October 5, 2017

Solving the ‘Last Mile’ Problem in Data Science

Alex Woodie

There’s a ton of innovation occurring within the realm of data science at the moment thanks to a blossoming of machine learning technologies and techniques. But much of that innovation isn’t getting into production because of an impedance mismatch between data science and IT. Now a company called Open Data Group is aiming to close that gap with a Docker-based model deployment framework.

Open Data Group‘s CTO Stu Bailey describes the company’s FastScore framework as an abstraction layer that makes it easier for enterprise IT professionals to deploy data science models into production environments.

“We’re exclusively focused on bridging analytic professionals, data scientists, quants, model builders, analytic engineers – whatever you want to call them — and IT for deploying analytic models,” he says. “Our solution focuses on getting models deployed as durable, cloud portable assets that will have a very long life time, but can be easily changed, easily migrated.”

FastScore doesn’t care what language or environments the analytic model is developed in. It supports models developed in Python, R, SAS, H2O.ai, and Juypter and Apache Zeppelin data science notebook, among others. Once the model is created and logged in its Avro schema, FastScore can transform it into a Docker microservice that can be called with a REST API, which IT professionals are familiar with.

“We’re exclusively focused on deployment,” Bailey says. “We have no agenda in how model building is done. We spend quite a bit of time integrating with model building tools, but our focus is building a very clear abstraction for handing off models from the data lab or the data science process into pre-production and production environments.”

The company is just as neutral when it comes to production environments as it is for data science development environments. Users can use whatever scheduling system they want, including Kubernetes, DC/OS, or CloudFoundry, while it supports data stores like S3, HDFS, and relational databases.

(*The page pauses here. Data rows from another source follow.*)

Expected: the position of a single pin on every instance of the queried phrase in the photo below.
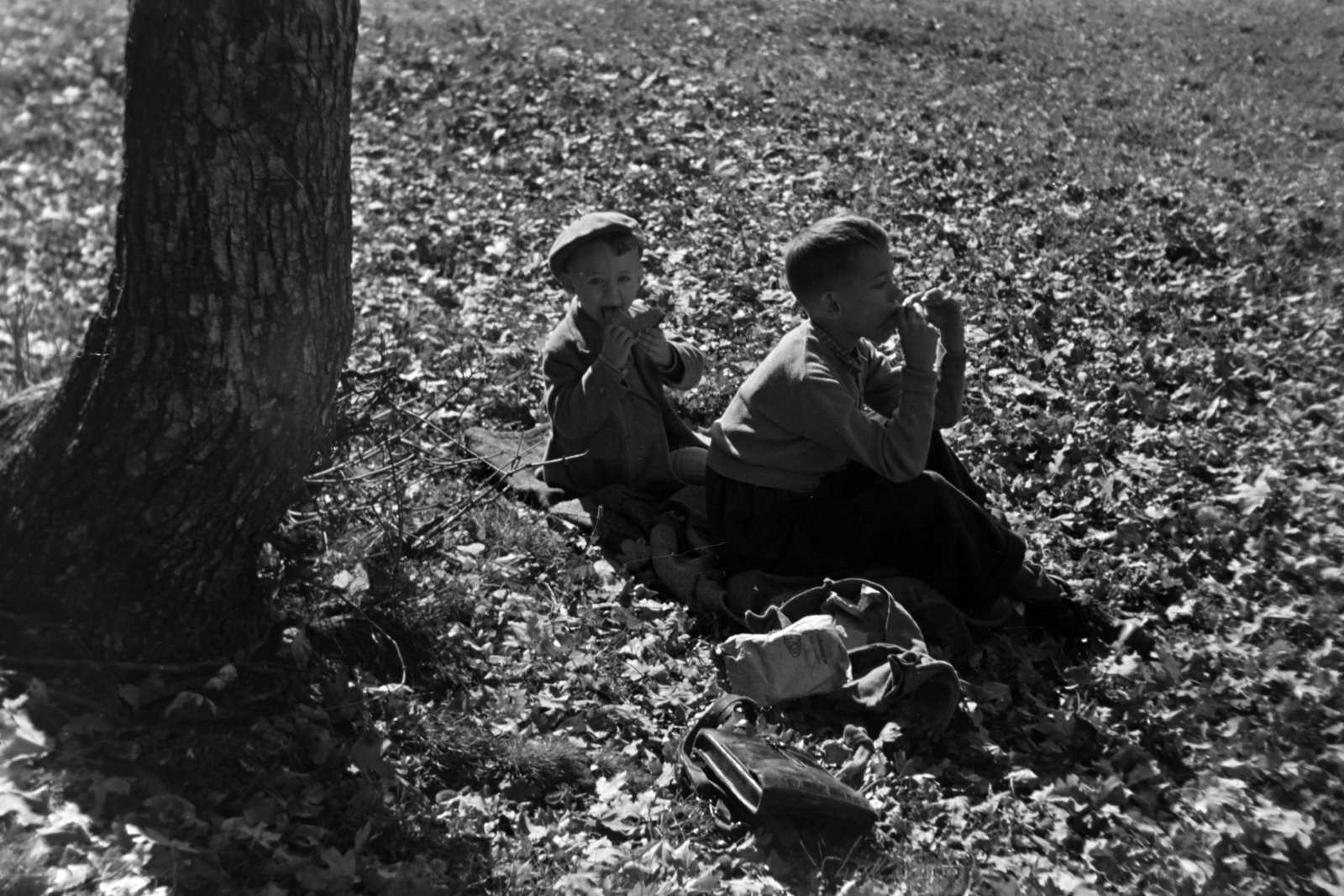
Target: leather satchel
(763, 781)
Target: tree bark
(134, 497)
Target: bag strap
(718, 712)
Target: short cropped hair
(822, 253)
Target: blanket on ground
(667, 539)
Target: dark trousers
(933, 527)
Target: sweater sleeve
(897, 449)
(580, 399)
(952, 385)
(687, 365)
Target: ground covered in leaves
(1140, 203)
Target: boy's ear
(827, 305)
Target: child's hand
(918, 338)
(945, 313)
(655, 345)
(617, 343)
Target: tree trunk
(134, 497)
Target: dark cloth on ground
(933, 527)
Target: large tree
(134, 496)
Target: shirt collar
(850, 359)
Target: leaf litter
(1142, 210)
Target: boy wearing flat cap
(605, 369)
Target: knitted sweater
(801, 416)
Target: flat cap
(586, 228)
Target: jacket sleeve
(578, 396)
(687, 365)
(898, 448)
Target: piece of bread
(644, 320)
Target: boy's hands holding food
(617, 342)
(945, 313)
(655, 345)
(918, 338)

Creating an abstraction layer between data science and IT lets the data scientist department move as quickly as they want, while protecting the systems administrators, network administrators, systems analysts, and ultimately the CIO from getting too involved with the day-to-day management of machine learning models.

Open Data Group aims to streamline production deployment of analytic models with its FastScore framework

Open Data Group recently dealt with a large manufacturer that was struggling to get machine learning models into production. “They had 40 awesome models, but they hadn’t been deployed,” said Bailey. “Why not? Because of this impedance mismatch between the newness of machine learning, and the general risk profile of IT versus data science.”

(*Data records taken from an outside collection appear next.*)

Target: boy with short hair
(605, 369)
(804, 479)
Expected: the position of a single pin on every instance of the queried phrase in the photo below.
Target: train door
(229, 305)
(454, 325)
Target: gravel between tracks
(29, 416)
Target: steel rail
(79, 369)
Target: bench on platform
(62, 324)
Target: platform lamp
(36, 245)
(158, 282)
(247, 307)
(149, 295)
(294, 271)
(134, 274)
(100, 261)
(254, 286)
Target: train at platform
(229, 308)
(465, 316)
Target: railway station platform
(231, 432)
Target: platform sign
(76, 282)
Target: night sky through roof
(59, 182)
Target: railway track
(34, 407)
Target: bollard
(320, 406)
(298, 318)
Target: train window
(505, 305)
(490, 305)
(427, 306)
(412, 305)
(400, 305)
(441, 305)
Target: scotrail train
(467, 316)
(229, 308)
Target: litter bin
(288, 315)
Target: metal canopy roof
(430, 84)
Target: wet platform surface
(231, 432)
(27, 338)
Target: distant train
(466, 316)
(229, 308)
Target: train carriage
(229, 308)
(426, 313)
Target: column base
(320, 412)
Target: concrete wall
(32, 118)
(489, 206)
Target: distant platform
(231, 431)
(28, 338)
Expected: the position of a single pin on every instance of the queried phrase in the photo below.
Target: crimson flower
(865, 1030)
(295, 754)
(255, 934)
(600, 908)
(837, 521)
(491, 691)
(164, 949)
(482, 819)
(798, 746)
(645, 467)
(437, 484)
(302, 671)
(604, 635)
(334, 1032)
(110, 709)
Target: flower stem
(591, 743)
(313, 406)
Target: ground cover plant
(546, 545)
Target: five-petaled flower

In addition to bundling machine learning models as consumable Docker microservices, the company also tends to the daily care and feeding of the models, which it refers to as AnalyticsOps. It offers hooks into code repositories like GitHub, model management functionality, and AB testing capabilities for comparing the effectiveness of models.

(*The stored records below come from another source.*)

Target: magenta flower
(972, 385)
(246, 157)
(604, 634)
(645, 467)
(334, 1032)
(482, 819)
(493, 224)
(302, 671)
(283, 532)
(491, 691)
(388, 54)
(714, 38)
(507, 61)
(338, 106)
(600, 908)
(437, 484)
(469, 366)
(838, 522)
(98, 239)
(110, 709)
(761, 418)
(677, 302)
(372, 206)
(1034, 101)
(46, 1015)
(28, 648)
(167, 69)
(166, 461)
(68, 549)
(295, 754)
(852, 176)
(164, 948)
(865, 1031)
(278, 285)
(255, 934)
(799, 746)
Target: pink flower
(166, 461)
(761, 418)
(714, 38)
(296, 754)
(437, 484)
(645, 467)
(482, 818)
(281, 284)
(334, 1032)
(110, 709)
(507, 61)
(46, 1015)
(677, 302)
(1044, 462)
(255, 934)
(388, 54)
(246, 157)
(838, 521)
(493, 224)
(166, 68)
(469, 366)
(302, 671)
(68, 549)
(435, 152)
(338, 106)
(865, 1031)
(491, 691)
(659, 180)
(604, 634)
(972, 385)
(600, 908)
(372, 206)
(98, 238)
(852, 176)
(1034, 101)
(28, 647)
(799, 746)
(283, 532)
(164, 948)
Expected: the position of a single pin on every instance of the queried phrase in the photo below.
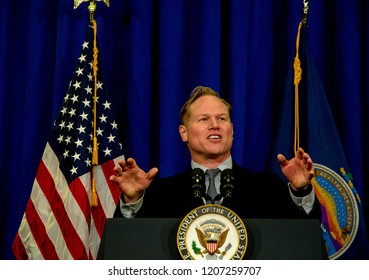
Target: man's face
(208, 130)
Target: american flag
(59, 221)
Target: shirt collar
(224, 165)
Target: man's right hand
(131, 179)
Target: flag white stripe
(74, 212)
(26, 237)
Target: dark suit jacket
(255, 195)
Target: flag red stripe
(72, 239)
(38, 230)
(18, 248)
(78, 190)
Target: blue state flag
(306, 120)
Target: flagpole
(95, 160)
(305, 12)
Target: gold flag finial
(91, 7)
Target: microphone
(226, 183)
(198, 182)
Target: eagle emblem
(212, 232)
(211, 235)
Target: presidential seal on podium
(212, 232)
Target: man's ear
(183, 132)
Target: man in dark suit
(207, 130)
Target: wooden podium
(155, 239)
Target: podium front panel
(155, 239)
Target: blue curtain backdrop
(152, 54)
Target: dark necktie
(211, 189)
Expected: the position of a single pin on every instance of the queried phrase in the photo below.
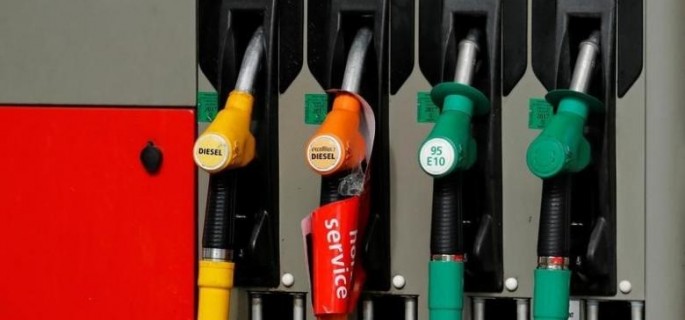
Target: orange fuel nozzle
(338, 145)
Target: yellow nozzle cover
(215, 281)
(227, 142)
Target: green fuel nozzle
(561, 147)
(450, 146)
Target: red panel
(85, 231)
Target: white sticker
(436, 156)
(574, 310)
(324, 153)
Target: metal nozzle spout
(585, 63)
(251, 62)
(466, 61)
(355, 60)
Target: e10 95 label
(436, 156)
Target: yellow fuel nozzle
(227, 142)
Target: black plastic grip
(447, 220)
(555, 218)
(329, 188)
(219, 223)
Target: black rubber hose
(555, 218)
(447, 218)
(329, 189)
(219, 223)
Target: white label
(436, 156)
(324, 153)
(574, 310)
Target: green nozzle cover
(551, 295)
(450, 145)
(445, 290)
(561, 147)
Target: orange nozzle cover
(338, 145)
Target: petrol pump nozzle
(450, 146)
(561, 148)
(338, 146)
(227, 143)
(449, 149)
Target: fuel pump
(337, 151)
(588, 55)
(226, 144)
(558, 152)
(476, 46)
(449, 149)
(250, 52)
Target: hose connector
(446, 290)
(551, 294)
(215, 281)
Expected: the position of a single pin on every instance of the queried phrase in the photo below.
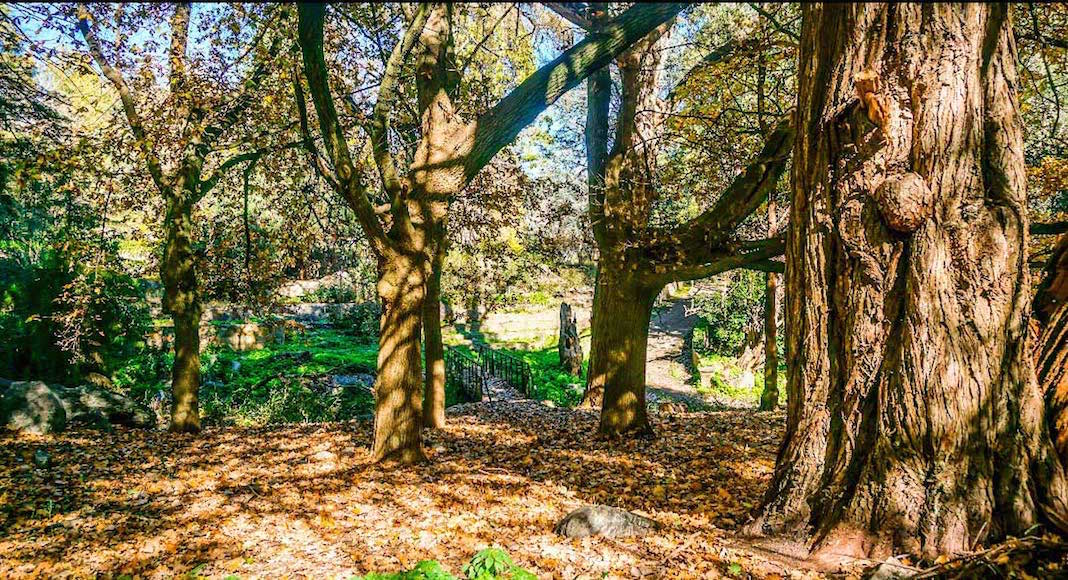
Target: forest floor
(302, 500)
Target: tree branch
(569, 11)
(239, 103)
(207, 185)
(745, 254)
(774, 22)
(379, 127)
(745, 192)
(125, 96)
(349, 177)
(1052, 229)
(500, 125)
(314, 157)
(179, 37)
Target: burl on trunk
(914, 420)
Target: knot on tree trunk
(905, 201)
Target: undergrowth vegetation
(488, 564)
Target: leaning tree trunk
(1051, 344)
(182, 300)
(398, 388)
(434, 390)
(914, 421)
(619, 335)
(769, 396)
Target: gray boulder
(40, 408)
(32, 407)
(605, 520)
(99, 408)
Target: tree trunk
(434, 390)
(769, 397)
(398, 389)
(751, 348)
(568, 347)
(621, 330)
(1051, 345)
(182, 300)
(914, 421)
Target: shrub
(728, 311)
(488, 564)
(61, 319)
(359, 320)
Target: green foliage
(66, 308)
(288, 382)
(550, 381)
(493, 563)
(488, 564)
(358, 320)
(722, 383)
(727, 312)
(339, 293)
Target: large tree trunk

“We have a simple set of abstractions, a very consumable technology stack that really makes the data science much more productive, but it’s built like IT would expect it to be built, in a modular way that’s future proof for their own journey,” Bailey says. “If I want to move a prediction function for a GLM that I built in scikit-learn and deploy it to AWS and plumb it into a Kafka stream, that should be easy. And then if I want to move it to Google, that should be easy too. And I should have a very high degree of confidence that all the math is absolutely going to be the same.”

While it’s new to the big data software scene, Open Data Group has been in the machine learning and applied statistics business for 18 years, and has quite a bit of experience in helping customers get real benefits out of their data.

The Chicago-based company was founded by Robert Grossman, the well-respected inventor of predictive model market language (PMML) and a professor at the University of Chicago, and recently switched from a services-first model into developing software. Now it’s taking that experience and bundling it up in such a way as to enable customers to be creative with data science and use the latest advances, yet protect the IT department from being caught up in the explosion of innovation.

Bailey, who taught at University of Chicago with Grossman before co-founding Infoblox with Pete Foley, who is Open Data Group’s CEO, says the timing is right for companies to get more serious about data science and how they can use it to improve their business.

“I would have loved to have started a data science company when I started Infoblox but it was too early, in my estimation,” he says. “We’re seeing a transformation of large portions of the economy and industrial sector with data science in a somewhat analogous way to how computer science really started to impact very large portions of the economy in the 80s and 90s… It’s just the beginning of the journey.”

Why You Need a Data Science Platform

Applications: Data Mining, Enterprise Analytics

Technologies: Frameworks, Middleware

Sectors: Financial Services, Manufacturing, Retail

Vendors: AWS, google, InfoBlox, Open Data Group

Tags: AnalyticsOps, cloud, data science, deployment, FastScore, Open Data Group, python

Only registered users may comment. Register using the form below.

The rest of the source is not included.